The law, which is now set to take effect on Sept. 1, has drawn harsh criticism from Internet freedom advocates, who view it as part of the Russian government's broader move to tighten control over online communications.
Putin reproached online companies for being "unprepared" for the September date and for requesting more time.

"But still we can think about it," he said. "Let me talk to the Cabinet — I have a meeting with the Cabinet literally within a couple of days. We will hold a discussion, I will put this question to my colleagues."

Putin also insisted he supported online freedom, within limits.

"We believe, and I personally believe, that restrictions should be minimal," he said. You know, the way I see it, in order to protect our people, especially young people, from detrimental or even hostile — which is quite possible — influences, one should not forbid reading, viewing or listening to something, but we should ourselves promote our position. So that our people could be prepared to receive any kind of information and are able to respond in a harsh, timely, beautiful and talented manner. And I very often see this in fact happening," Putin added.

Russia has scores of so-called Internet trolls, deluging websites with posts praising Moscow's policies. Many are employed by companies that media reports have linked to the Kremlin.

Meanwhile, the "minimal" restrictions Putin was referring to currently include another law that the president signed this week that will require search engines to remove the personal information of Internet users from search results on request if the information is "in violation of Russian Federation law, is false or outdated."

The law, which is widely known as the "right to be forgotten" law, sets no criteria for evaluating the correctness and relevance of the disputed information, but the Kremlin said in a statement that users can turn to the courts if search engines deny their requests.

Critics said the law opened the way for Russian politicians to prevent the public from learning about their past misdeeds or false statements by removing any mention of them from search results.

"This is a law on arbitrary and comfortable laundering of reputations.
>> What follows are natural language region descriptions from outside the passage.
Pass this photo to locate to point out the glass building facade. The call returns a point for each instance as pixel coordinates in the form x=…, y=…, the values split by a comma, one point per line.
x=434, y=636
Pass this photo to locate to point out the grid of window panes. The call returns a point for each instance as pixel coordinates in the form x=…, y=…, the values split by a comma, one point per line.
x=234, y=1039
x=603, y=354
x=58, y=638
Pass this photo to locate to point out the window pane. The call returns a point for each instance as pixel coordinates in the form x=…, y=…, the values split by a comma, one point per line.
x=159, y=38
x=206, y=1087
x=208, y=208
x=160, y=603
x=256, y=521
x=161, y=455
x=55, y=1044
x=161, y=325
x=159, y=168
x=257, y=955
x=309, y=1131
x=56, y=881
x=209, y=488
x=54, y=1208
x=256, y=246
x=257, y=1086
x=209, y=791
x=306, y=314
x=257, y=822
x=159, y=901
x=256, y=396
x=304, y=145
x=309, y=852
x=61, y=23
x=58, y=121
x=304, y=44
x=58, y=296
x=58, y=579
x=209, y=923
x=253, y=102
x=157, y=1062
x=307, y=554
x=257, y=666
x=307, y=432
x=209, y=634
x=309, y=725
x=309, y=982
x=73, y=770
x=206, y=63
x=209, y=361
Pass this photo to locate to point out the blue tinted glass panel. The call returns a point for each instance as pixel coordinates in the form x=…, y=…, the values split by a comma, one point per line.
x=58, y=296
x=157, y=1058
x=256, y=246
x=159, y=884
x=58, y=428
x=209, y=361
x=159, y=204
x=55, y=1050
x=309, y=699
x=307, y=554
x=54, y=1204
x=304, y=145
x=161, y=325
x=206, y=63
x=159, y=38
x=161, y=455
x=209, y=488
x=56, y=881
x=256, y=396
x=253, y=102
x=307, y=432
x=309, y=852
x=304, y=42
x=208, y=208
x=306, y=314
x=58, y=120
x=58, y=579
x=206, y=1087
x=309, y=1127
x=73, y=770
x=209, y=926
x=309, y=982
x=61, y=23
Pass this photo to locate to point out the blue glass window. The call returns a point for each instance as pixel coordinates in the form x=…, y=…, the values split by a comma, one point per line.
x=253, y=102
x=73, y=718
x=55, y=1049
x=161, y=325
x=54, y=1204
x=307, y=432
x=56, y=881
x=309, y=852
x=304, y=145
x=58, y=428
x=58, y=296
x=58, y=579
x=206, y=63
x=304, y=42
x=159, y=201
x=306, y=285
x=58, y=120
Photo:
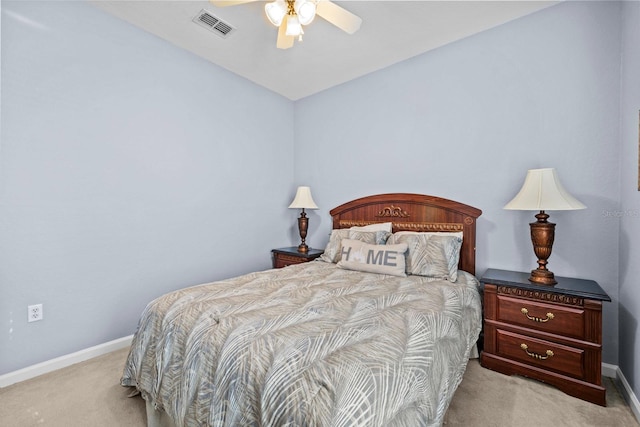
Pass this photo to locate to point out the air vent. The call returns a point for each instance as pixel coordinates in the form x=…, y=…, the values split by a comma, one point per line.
x=214, y=24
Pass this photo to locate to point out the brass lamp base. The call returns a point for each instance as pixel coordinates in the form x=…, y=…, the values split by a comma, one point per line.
x=303, y=225
x=542, y=235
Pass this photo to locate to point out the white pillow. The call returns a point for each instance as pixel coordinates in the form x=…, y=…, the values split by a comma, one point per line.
x=382, y=259
x=382, y=226
x=431, y=254
x=333, y=248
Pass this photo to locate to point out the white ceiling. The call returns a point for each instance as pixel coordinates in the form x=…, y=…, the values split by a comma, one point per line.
x=391, y=31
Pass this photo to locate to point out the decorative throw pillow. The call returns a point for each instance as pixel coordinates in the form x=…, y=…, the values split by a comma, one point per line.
x=431, y=254
x=382, y=259
x=333, y=248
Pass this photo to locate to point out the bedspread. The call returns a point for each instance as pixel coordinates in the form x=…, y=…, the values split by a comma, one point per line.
x=306, y=345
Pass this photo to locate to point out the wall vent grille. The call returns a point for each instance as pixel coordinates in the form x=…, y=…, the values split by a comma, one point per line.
x=214, y=24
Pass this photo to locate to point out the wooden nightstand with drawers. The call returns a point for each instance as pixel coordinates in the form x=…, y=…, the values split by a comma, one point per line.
x=283, y=257
x=549, y=333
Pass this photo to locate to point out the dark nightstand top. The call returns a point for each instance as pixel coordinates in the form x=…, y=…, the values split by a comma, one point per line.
x=293, y=250
x=566, y=285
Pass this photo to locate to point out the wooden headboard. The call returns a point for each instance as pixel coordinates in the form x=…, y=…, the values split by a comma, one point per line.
x=414, y=212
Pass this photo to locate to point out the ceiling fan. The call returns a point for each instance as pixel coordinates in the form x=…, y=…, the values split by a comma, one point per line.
x=290, y=15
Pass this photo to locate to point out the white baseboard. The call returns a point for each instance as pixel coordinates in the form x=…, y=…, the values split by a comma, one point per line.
x=64, y=361
x=609, y=370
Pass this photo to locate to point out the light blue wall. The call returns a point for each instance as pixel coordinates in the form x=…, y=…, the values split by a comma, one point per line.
x=630, y=198
x=129, y=168
x=466, y=121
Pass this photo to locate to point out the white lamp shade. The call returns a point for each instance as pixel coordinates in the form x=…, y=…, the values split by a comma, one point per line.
x=542, y=191
x=275, y=11
x=293, y=26
x=303, y=199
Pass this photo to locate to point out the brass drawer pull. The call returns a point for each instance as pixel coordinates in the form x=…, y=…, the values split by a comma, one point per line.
x=536, y=355
x=550, y=316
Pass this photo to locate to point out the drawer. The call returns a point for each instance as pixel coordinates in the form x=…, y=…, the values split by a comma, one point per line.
x=283, y=260
x=544, y=354
x=552, y=318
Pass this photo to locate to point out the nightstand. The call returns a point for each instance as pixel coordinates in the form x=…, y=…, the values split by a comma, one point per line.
x=283, y=257
x=549, y=333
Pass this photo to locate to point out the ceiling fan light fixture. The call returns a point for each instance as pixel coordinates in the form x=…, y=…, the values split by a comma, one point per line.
x=293, y=26
x=306, y=11
x=276, y=11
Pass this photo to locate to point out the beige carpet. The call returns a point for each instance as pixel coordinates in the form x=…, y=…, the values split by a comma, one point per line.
x=89, y=395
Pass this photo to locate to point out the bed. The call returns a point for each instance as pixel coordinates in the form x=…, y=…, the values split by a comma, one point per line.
x=345, y=340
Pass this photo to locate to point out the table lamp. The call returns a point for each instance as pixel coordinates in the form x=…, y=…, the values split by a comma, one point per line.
x=542, y=191
x=303, y=200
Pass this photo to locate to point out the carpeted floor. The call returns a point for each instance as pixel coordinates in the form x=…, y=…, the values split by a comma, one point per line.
x=89, y=395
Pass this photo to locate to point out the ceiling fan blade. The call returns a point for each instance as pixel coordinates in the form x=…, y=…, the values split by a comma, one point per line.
x=338, y=16
x=224, y=3
x=284, y=41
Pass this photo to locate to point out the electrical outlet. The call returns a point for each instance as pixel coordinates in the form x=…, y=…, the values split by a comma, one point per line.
x=34, y=313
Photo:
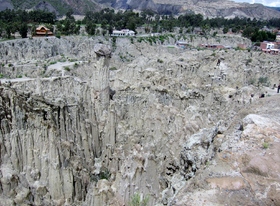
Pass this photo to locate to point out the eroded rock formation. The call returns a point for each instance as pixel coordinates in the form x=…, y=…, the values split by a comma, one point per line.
x=175, y=129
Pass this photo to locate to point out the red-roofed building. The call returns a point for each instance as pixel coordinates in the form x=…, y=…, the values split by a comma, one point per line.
x=43, y=31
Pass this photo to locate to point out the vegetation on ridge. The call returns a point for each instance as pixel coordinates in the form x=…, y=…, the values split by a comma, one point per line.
x=107, y=19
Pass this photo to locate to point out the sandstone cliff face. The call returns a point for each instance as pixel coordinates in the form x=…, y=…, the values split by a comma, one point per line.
x=65, y=140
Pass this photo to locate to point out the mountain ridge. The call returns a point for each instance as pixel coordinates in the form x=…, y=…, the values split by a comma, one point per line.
x=208, y=8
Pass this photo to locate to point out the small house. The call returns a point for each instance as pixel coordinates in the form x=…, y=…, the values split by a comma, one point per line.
x=43, y=31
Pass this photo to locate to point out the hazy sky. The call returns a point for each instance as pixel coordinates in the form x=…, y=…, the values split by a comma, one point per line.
x=274, y=3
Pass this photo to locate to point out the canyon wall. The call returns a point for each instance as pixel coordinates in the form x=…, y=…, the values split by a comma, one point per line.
x=142, y=119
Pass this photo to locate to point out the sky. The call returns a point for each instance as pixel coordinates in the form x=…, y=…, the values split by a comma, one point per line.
x=273, y=3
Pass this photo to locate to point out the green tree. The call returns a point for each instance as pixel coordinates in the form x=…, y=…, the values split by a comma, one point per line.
x=23, y=29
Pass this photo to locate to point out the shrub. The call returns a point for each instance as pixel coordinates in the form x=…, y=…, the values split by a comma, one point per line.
x=265, y=145
x=67, y=68
x=263, y=80
x=160, y=61
x=104, y=174
x=136, y=200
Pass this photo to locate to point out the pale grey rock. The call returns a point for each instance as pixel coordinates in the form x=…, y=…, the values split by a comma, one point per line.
x=67, y=142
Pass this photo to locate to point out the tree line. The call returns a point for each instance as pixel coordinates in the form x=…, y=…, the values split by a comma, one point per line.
x=107, y=19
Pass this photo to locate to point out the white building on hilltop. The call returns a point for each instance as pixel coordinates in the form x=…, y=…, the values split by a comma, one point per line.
x=123, y=32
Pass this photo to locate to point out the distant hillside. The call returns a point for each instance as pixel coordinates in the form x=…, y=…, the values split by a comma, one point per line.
x=275, y=8
x=60, y=7
x=208, y=8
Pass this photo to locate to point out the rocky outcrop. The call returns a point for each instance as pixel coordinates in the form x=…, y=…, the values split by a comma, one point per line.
x=6, y=4
x=177, y=129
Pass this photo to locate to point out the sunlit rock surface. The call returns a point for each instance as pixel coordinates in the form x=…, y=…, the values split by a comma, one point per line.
x=92, y=125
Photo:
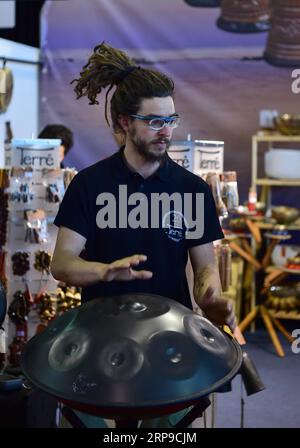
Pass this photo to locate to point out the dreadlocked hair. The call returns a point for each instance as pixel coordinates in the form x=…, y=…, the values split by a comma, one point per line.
x=108, y=67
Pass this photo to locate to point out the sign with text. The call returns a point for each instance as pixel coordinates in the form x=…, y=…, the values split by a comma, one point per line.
x=208, y=156
x=183, y=154
x=36, y=153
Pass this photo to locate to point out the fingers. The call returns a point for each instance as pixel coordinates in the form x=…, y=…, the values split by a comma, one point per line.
x=141, y=275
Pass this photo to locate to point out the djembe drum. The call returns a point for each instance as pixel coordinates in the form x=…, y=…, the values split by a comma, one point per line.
x=245, y=16
x=283, y=44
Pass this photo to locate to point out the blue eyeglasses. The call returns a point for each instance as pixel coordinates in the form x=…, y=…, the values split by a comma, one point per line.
x=157, y=123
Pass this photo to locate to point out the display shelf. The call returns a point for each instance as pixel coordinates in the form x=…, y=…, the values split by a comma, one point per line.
x=293, y=315
x=277, y=182
x=267, y=182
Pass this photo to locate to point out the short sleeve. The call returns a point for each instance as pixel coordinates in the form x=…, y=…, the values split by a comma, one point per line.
x=75, y=209
x=211, y=225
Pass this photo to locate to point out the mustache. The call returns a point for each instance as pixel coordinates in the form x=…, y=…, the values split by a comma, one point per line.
x=161, y=140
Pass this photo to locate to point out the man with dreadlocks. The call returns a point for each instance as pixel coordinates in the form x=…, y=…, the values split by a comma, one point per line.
x=97, y=212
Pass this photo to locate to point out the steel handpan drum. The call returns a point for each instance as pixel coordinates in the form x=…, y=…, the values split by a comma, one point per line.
x=131, y=353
This is a law on allowing people to lie," journalist Sergei Parkhomenko said in a program on independent Ekho Moskvy radio when the bill was debated earlier this summer.

One of the examples Parkhomenko mentioned in the program was Putin's initial denial that Russia had dispatched troops to Crimea before annexing it from Ukraine last year. The president later conceded that the troops who overran the peninsula were Russian forces.
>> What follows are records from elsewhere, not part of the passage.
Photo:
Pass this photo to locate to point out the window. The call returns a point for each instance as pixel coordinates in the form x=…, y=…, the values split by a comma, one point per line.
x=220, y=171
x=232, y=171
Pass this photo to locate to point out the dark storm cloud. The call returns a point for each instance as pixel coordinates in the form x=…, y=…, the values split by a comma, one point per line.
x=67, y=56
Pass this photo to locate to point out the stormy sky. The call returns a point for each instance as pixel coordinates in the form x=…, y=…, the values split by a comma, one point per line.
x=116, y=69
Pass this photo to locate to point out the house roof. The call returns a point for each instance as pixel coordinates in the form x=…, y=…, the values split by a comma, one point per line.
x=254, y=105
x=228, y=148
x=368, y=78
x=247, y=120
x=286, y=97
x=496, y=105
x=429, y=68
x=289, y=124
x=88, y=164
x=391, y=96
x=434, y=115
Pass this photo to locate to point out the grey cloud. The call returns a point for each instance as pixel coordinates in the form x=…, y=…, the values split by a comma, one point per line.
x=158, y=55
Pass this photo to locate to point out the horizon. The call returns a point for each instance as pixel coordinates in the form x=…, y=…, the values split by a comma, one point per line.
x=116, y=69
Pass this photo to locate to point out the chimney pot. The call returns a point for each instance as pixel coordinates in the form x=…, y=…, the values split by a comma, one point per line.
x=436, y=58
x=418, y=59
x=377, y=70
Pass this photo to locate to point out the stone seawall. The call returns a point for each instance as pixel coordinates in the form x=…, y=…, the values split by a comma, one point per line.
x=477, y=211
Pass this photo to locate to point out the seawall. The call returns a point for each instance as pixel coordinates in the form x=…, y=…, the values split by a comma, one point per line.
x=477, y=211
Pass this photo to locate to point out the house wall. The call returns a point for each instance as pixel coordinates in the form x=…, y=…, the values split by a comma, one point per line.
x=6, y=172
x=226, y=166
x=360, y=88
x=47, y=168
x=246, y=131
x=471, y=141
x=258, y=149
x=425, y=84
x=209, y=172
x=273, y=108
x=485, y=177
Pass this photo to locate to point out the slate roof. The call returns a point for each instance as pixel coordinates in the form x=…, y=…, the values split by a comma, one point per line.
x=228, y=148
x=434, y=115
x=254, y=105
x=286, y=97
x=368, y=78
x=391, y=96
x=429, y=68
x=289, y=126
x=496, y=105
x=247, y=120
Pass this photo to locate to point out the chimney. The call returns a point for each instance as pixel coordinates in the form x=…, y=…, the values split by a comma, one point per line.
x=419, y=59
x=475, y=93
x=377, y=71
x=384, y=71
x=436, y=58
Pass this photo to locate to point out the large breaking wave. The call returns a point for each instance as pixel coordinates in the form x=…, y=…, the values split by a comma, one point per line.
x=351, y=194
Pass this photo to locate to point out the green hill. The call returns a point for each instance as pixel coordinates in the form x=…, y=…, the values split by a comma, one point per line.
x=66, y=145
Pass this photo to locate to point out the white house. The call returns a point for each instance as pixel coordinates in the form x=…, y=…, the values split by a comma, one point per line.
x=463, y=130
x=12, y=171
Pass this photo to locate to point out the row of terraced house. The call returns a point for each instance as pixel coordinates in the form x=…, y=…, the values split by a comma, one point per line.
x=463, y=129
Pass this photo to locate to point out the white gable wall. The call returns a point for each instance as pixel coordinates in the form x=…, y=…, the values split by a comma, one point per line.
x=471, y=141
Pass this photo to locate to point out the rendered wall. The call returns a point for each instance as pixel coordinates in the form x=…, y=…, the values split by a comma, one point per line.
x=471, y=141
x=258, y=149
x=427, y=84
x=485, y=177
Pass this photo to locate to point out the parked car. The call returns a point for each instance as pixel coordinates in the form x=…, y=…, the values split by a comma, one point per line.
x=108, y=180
The Organization for Security and Cooperation in Europe's media freedom representative, Dunja Mijatović, denounced the law on Tuesday, saying it had "a great potential to negatively affect the free flow of information online and access to information, damage the universality of the Internet and eventually result in content restrictions by private entities."

"The statutory requirement to delete access to online information, worded in broad and vague terms, represents a clear threat to freedom of information and goes further than already existing provisions in this area within the OSCE region," she said in a statement.
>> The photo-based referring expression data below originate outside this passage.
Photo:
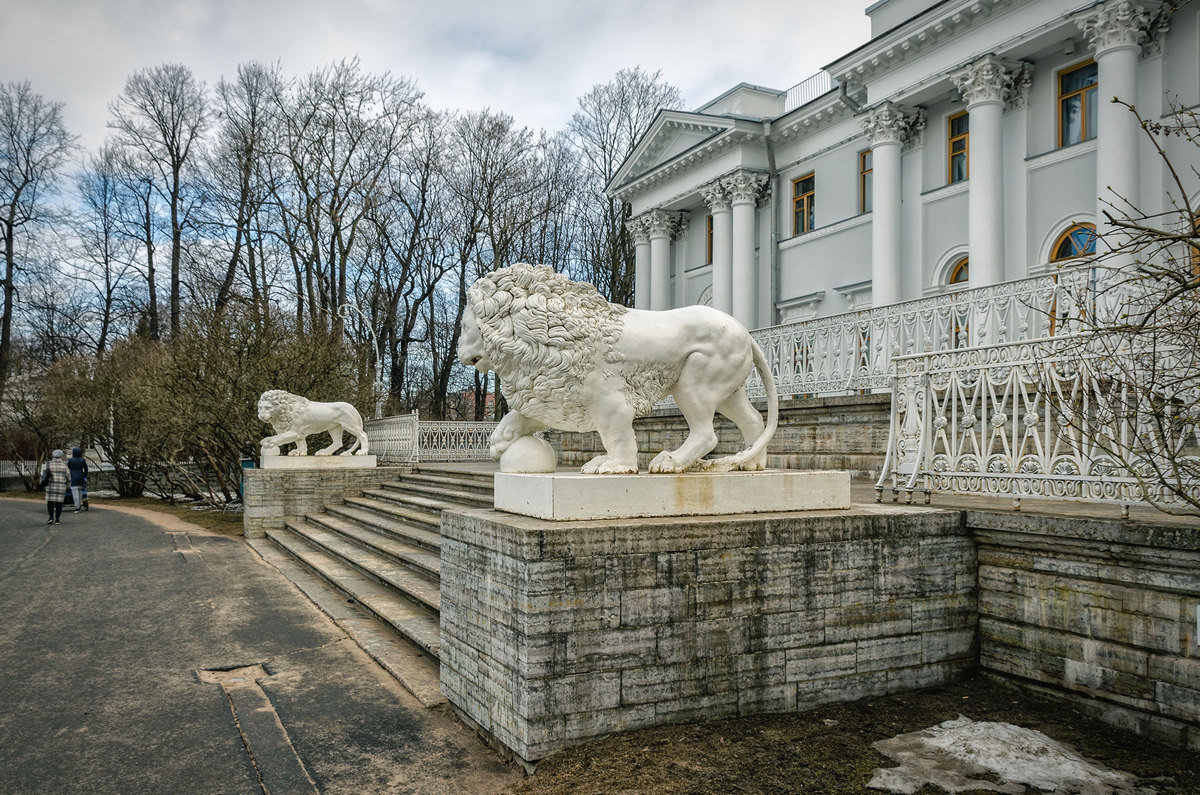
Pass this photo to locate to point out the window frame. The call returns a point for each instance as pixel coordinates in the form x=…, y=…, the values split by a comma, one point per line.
x=708, y=239
x=1086, y=135
x=1067, y=234
x=803, y=216
x=865, y=172
x=951, y=138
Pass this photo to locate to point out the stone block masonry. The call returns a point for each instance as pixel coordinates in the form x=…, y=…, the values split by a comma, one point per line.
x=556, y=633
x=1103, y=611
x=269, y=496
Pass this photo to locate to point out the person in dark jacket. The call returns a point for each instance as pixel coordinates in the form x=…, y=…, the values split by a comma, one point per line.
x=54, y=479
x=78, y=467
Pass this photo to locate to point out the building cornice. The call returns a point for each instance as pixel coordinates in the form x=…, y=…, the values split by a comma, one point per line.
x=919, y=34
x=743, y=133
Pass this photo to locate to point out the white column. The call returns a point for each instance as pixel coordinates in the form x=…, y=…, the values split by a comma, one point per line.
x=723, y=246
x=984, y=87
x=660, y=226
x=743, y=190
x=1115, y=31
x=887, y=125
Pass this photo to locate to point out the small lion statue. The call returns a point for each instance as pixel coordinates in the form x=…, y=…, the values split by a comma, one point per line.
x=569, y=359
x=294, y=418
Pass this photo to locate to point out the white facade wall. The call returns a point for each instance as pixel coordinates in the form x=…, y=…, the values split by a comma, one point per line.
x=1042, y=190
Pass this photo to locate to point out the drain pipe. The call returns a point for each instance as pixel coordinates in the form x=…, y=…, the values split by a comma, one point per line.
x=772, y=204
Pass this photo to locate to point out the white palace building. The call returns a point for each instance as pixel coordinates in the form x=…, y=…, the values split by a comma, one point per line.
x=923, y=193
x=970, y=142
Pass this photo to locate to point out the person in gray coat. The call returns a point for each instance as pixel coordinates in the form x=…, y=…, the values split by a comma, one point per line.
x=54, y=479
x=78, y=467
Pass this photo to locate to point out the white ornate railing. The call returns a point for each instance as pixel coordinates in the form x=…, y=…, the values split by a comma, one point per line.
x=808, y=90
x=394, y=438
x=1049, y=418
x=853, y=352
x=451, y=441
x=408, y=440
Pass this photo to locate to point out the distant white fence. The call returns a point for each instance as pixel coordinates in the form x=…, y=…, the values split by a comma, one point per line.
x=853, y=351
x=1006, y=420
x=408, y=440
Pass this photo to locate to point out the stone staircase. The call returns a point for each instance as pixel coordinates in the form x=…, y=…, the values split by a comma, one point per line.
x=373, y=563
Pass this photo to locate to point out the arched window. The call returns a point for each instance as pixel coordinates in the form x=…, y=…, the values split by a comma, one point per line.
x=960, y=273
x=1077, y=241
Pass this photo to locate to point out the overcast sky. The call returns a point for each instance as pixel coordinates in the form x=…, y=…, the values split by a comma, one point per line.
x=528, y=58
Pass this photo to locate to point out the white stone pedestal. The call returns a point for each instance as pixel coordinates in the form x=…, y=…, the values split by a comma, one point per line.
x=319, y=462
x=571, y=496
Putin told his audience that Russia's restrictions were in the same league as European ones that require search engines to remove URLs at an individual's request.

"A society has a right and obligation to protect itself," he said. "Many European countries are already taking necessary actions. I am not talking about China — that's a separate topic, the state there monitors this sphere with sufficient strictness. But in Germany, in Great Britain, sufficiently serious restrictions are being introduced. We are not planning any additional restrictions."

Russian Internet activist Anton Nosik has harshly lampooned government assurances earlier this summer that the law resembled European ones.

"Russia can truly pass any law. For instance, one that would require us to pay for each use of the Cyrillic script to [Kremlin-linked film director] Nikita Mikhalkov," Nosik wrote in a blog on the Ekho Moskvy radio website. "But please don't say that it is the same somewhere else in the world. In any country where governments change through free democratic elections, such pornography is unthinkable even in theory."